DELAVAN — For the second time this summer, Phoenix Middle School in the Delavan-Darien School District received an award for demonstrating an improving school climate.
Phoenix earned a 2013-14 Wisconsin Title I School of Recognition Award and was a “beating the odds” school, as named by the Wisconsin Department of Public Instruction.
Phoenix was one of 167 Wisconsin schools earning a School of Recognition Award this year, which recognizes success in educating students from low-income families. Schools qualify on the basis of being high achieving, high progress and/or beating the odds.
“What a great way to start the school year,” State Superintendent Tony Evers said in a statement. “By recognizing schools for their success at educating our students, we put the focus where it belongs: on our children.”
As a “beating the odds” school, Phoenix Middle School has:
- Had above-average student achievement in reading and math when compared to similar-sized schools from like-sized districts with similar grade configurations and poverty levels;
- Met the state’s test-participation, attendance and dropout goals;
- Been placed in one of the top three accountability index categories of “meeting expectations,” “exceeding expectations” or “significantly exceeding expectations” on school report cards.
Phoenix, the only “beating the odds” school in Walworth County, also qualified for the award because the school is in the top 25 percent of Wisconsin schools for the percentage of students receiving federal free and reduced-priced school meals.
All award-winning schools receive federal Title I funding to provide services to high numbers or high percentages o economically disadvantaged children.
“Our staff and students have worked hard to make our school a better place for all learners,” Principal Mark Weerts said. “I am very proud of the work they’ve done and they truly are deserving of this award.”
Phoenix students have seen gains in reading and math on the Wisconsin Knowledge and Concepts Exam the past several years. Some highlights* include doubling the percentage of sixth graders who were advanced in math between 2009 and 2011, and growing the percentage of advanced sixth grade readers each year between 2007 and 2011. Also, the percentage of advanced and proficient seventh grade students in math went up about 15 percent between 2010 and 2011.
As an award-winner, representatives from the school will attend a recognition ceremony with State Superintendent Evers at the State Capitol Rotunda at noon Tuesday, Oct. 8.
The school will receive a $500 prize, a commemorative plaque and marketing materials about being an award-winner. Phoenix teachers are also eligible to compete for the Wisconsin Title I Schools of Recognition Teacher Fellowship Program, which funds professional development opportunities.
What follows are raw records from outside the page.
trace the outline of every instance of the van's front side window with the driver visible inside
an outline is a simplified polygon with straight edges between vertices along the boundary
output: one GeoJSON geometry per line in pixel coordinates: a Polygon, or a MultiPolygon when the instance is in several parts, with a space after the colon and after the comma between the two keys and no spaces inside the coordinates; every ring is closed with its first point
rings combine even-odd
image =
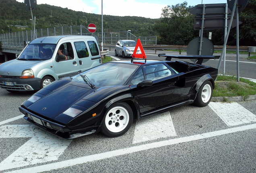
{"type": "Polygon", "coordinates": [[[60,47],[58,48],[58,52],[56,56],[58,55],[65,55],[65,56],[62,56],[62,59],[59,59],[59,61],[74,59],[74,51],[72,48],[72,44],[70,42],[61,44],[60,47]]]}

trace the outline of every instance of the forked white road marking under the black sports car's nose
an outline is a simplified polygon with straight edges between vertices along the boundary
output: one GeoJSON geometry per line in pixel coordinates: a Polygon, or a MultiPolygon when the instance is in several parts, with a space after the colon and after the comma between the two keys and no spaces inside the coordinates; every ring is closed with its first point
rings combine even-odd
{"type": "Polygon", "coordinates": [[[72,140],[61,139],[35,125],[4,125],[0,138],[31,138],[0,163],[0,171],[58,160],[72,140]]]}

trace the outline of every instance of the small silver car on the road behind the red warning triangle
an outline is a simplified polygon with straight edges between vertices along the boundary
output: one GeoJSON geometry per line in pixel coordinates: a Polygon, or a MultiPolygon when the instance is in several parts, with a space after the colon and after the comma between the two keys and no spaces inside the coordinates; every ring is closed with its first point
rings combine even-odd
{"type": "MultiPolygon", "coordinates": [[[[134,40],[119,40],[116,43],[115,55],[122,55],[123,58],[126,56],[132,56],[135,46],[136,42],[134,40]]],[[[138,48],[136,54],[141,54],[140,48],[138,48]]]]}

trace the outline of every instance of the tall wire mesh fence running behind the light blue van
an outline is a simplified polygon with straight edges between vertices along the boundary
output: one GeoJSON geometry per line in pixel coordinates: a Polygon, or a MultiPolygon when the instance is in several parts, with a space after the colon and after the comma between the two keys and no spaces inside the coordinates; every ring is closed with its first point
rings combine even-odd
{"type": "MultiPolygon", "coordinates": [[[[33,38],[33,31],[19,31],[19,32],[9,32],[0,34],[0,42],[2,42],[2,47],[8,48],[24,48],[33,38]]],[[[45,36],[58,36],[58,35],[91,35],[95,36],[99,45],[102,42],[102,33],[96,32],[91,33],[83,25],[77,26],[61,26],[54,28],[44,28],[35,30],[35,38],[45,37],[45,36]]],[[[118,40],[138,40],[142,44],[157,44],[157,37],[137,37],[129,31],[120,32],[103,32],[103,44],[116,44],[118,40]]]]}

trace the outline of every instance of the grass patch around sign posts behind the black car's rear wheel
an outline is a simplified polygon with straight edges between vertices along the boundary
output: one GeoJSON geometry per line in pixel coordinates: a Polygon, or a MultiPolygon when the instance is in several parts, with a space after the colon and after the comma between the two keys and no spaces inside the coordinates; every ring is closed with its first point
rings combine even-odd
{"type": "Polygon", "coordinates": [[[215,81],[215,89],[213,90],[213,97],[234,97],[242,96],[247,98],[248,95],[256,95],[256,83],[234,76],[218,76],[215,81]]]}

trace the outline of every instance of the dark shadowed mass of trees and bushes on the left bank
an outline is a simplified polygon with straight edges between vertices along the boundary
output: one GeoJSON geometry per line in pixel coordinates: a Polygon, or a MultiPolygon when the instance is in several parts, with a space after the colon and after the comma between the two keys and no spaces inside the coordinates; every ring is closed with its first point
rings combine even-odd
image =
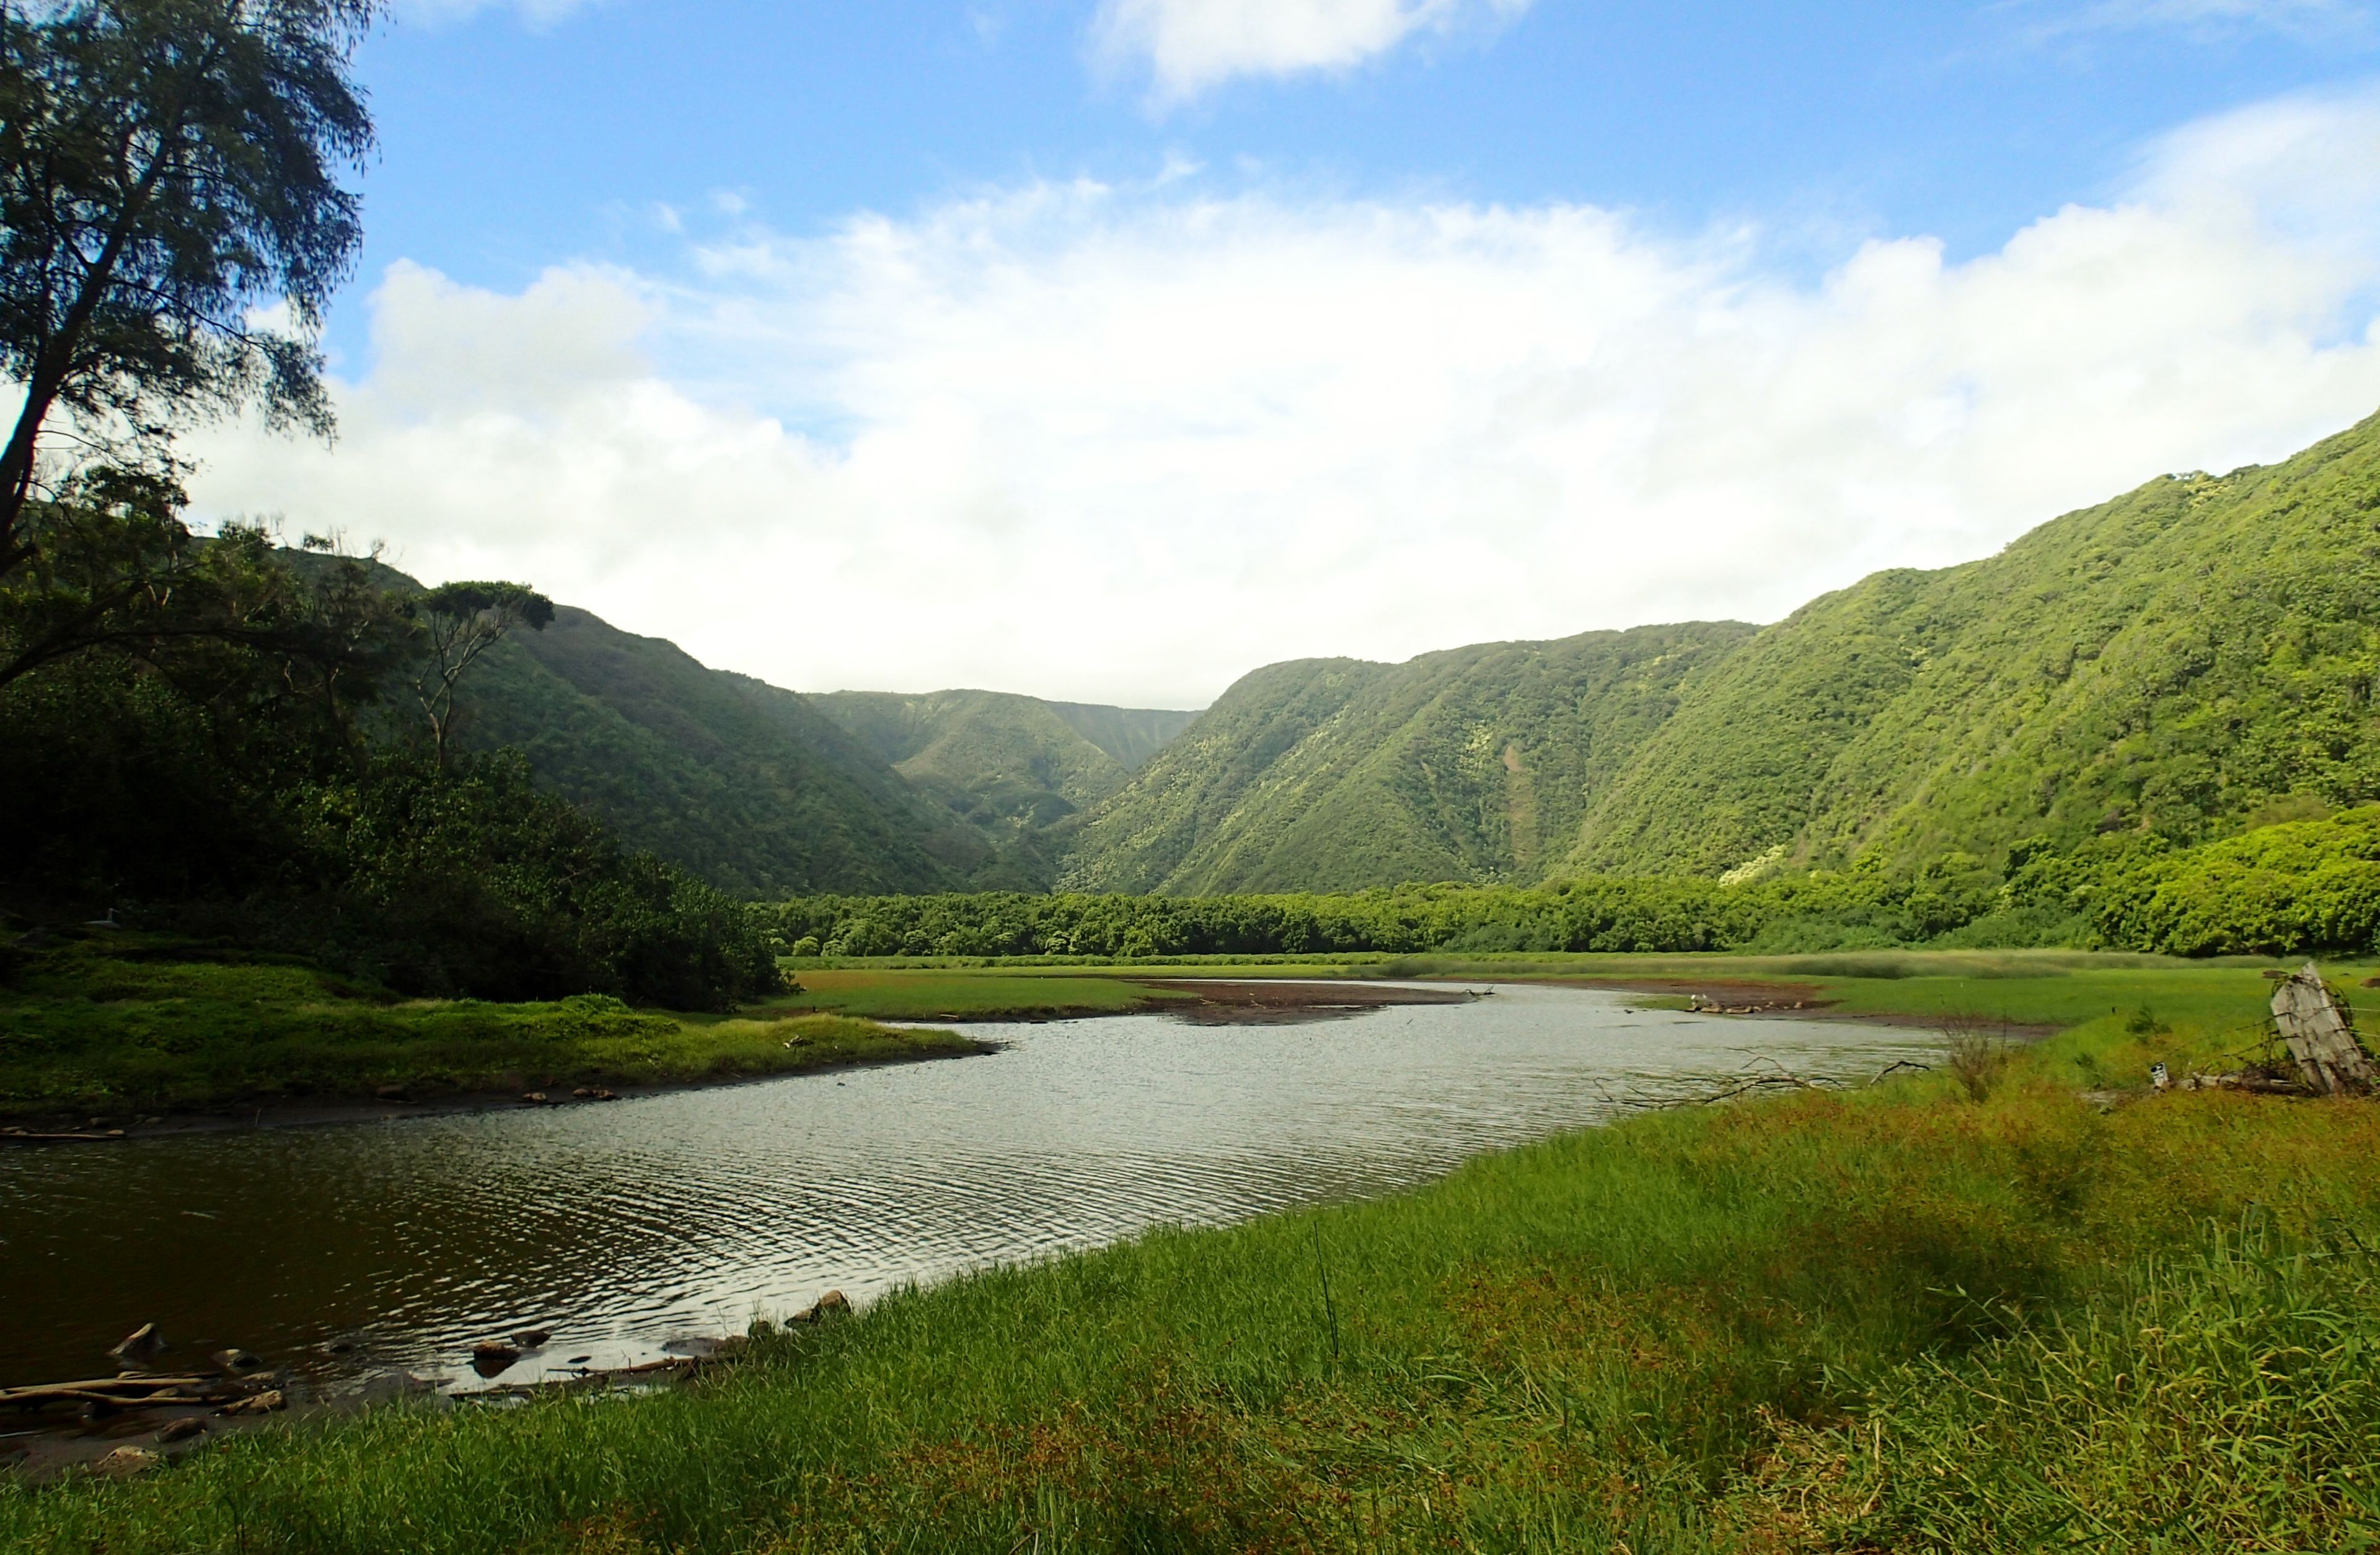
{"type": "Polygon", "coordinates": [[[0,650],[83,622],[0,683],[19,931],[105,912],[433,995],[724,1007],[783,986],[747,903],[624,848],[516,752],[443,748],[464,669],[543,600],[393,591],[257,529],[202,541],[169,495],[36,507],[45,564],[0,586],[0,650]],[[157,586],[109,600],[133,564],[157,586]]]}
The School of Recognition Award is the second honor bestowed upon Phoenix Middle School since the end of the 2012-13 school year.
In June, the Wisconsin PBIS Network (Positive Behavioral Interventions and Supports) recognized Phoenix as a “School of Merit” (story) for implementing a high-quality, school-wide student behavioral program.
PBIS, or “The Comet Code” as it is known at Phoenix, is a proactive approach that establishes safer and more effective schools throughout the country. It is currently being implemented by about 47 percent of schools in the state and Phoenix was one of 146 schools recognized as a School of Merit for the 2012-13 school year, according to a congratulatory letter from Carolyn Stanford Taylor, assistant state superintendent in the Wisconsin Department of Public Instruction’s Division for Learning Support.
Since being rolled out in the midst of the 2011-12 school year, Phoenix has seen a dramatic decrease in the number of student office referrals and suspensions for both major and minor offenses. Far fewer behavior problems at the school have helped lead to a more positive school atmosphere and a better learning environment for all students and staff.
*Editor’s Note: As WKCE testing benchmarks were changed in 2012, test data from last year’s test is not directly comparable to prior years.